STORIES

BAND OF BUICKS, CHAPTER III


CHAPTER III OF A FOUR PART STORY


If you happened to be standing on Main Street the morning Lillie Mae rolled into Muleshoe, you might’ve thought you were seeing a movie star who’d gotten lost east of Amarillo. Folks in that part of Texas didn’t see many woodie wagons to begin with, much less one shining like a polished violin and purring like a choir alto.

But that’s exactly what came rumbling down the block—a 1950 Buick Super Estate Wagon, black as a preacher’s shoes and fitted with more varnished wood than the First Baptist sanctuary. It was one of the Ionia-bodied wagons—only 2,480 made that year—and though Muleshoe didn’t know it, that very machine had spent time in the Hamptons, which explained why it looked like the sort of car that ought to have its own luggage set.

It carried half her earthly belongings, two battered suitcases tied down with rope, one potted cactus she kept apologizing to, and a guitar case wrapped in a faded quilt. Everything about it—and her—suggested that both wagon and woman had come a long way to get here.

She parked in front of Hollis’s Shoe Repair, stepped out wearing a crisp summer dress and victory rolls soft enough to pass for natural, and squinted up and down Main like she was checking the wind direction before making a decision no one else had any business knowing.

Lillie Mae wasn’t beautiful in the way magazines meant it — she was beautiful in the way a front porch is, wide open and welcoming, but still built strong enough to handle whatever storm comes roaring in from across the plains.
She had apple-cheeked warmth, eyes that shifted shades of hazel depending on the sky, and a dusting of freckles left over from a childhood spent running barefoot between windmills. Her hair was pinned up in a soft roll, but a single rebellious curl always slipped free near her left temple. Folks tended to trust that curl more than the rest of her — it told the truth even when she didn’t.

She carried herself like a woman who had learned to stand steady on uncertain ground.
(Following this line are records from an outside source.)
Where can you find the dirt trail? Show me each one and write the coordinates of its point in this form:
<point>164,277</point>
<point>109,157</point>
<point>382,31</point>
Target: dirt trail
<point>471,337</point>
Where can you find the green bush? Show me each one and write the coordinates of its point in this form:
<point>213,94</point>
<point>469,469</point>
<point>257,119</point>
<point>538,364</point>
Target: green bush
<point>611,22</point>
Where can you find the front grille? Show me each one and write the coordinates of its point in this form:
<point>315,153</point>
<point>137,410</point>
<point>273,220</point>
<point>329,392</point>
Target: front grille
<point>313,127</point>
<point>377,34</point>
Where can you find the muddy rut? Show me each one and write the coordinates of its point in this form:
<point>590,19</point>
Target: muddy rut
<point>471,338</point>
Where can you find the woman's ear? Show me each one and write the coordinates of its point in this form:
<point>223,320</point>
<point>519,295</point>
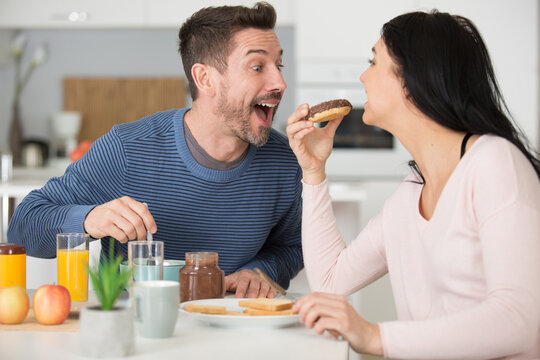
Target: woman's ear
<point>203,79</point>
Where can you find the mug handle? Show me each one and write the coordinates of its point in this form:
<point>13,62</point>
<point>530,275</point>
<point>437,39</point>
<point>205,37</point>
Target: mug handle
<point>135,303</point>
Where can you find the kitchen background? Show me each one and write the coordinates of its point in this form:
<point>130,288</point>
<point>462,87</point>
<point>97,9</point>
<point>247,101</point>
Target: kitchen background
<point>326,48</point>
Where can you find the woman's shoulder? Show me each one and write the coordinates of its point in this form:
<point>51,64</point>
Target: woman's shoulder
<point>493,165</point>
<point>494,154</point>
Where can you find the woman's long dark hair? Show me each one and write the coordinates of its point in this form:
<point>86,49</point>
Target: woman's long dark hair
<point>447,71</point>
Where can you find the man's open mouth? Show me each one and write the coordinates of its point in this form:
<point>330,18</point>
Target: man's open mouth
<point>265,111</point>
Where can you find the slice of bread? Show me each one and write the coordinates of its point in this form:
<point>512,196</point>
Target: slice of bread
<point>267,304</point>
<point>206,309</point>
<point>268,312</point>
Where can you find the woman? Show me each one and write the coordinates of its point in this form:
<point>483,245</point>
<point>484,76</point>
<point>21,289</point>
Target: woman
<point>460,238</point>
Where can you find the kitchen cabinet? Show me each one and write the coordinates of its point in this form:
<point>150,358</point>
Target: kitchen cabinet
<point>74,14</point>
<point>346,29</point>
<point>71,13</point>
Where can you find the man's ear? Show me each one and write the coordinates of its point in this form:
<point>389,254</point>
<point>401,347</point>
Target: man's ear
<point>203,78</point>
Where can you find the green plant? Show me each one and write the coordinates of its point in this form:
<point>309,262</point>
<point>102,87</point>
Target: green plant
<point>108,279</point>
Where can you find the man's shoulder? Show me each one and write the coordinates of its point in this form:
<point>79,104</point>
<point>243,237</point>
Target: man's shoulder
<point>158,123</point>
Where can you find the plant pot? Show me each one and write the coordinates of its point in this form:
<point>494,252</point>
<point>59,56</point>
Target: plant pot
<point>106,333</point>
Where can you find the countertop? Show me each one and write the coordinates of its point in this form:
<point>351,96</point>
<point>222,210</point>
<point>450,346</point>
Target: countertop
<point>191,340</point>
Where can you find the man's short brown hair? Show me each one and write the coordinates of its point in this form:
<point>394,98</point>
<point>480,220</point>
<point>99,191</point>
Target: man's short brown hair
<point>206,37</point>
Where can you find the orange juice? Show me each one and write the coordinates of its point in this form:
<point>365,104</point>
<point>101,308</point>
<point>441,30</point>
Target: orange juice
<point>13,270</point>
<point>72,273</point>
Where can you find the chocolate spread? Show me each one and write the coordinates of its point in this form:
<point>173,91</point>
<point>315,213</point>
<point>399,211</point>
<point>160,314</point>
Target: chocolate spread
<point>201,277</point>
<point>327,105</point>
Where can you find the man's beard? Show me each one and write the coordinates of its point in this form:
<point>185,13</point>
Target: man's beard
<point>237,118</point>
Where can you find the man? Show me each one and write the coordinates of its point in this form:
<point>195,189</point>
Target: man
<point>215,177</point>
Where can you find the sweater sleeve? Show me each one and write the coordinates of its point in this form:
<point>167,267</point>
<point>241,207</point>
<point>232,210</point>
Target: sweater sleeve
<point>506,198</point>
<point>281,255</point>
<point>63,203</point>
<point>331,266</point>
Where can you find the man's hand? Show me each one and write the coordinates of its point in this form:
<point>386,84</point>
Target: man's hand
<point>124,219</point>
<point>247,283</point>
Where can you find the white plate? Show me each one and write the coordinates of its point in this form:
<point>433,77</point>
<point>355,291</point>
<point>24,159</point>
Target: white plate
<point>270,321</point>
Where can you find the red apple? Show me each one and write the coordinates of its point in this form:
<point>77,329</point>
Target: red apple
<point>14,305</point>
<point>51,304</point>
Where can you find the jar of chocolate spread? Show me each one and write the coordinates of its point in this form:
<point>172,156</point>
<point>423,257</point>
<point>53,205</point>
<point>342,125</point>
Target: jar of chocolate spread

Her smile was quick but considered, her laugh ready but not careless. And though she barely reached five-foot-four, she had the kind of presence that made grown men remove their hats without knowing why.

There was something else, too — a faint ache around the edges of her that only the perceptive caught, like music leaking from another room.

“Ma’am,” said Hollis, poking his head out. “You lost?”

“No sir,” she said, smiling with that quick, bright smile that made people believe in the goodness of strangers. “Just arrived.”

The smile did its work. Before noon, she had five offers of coffee, three suggestions for lunch, one offer of marriage from a widower with a stubborn mule, and—more usefully—a lead on a room for rent.

By sunset, Lillie Mae lived above the shoe shop, in a tidy room that smelled faintly of leather, glue, and the fried pies sold three doors down.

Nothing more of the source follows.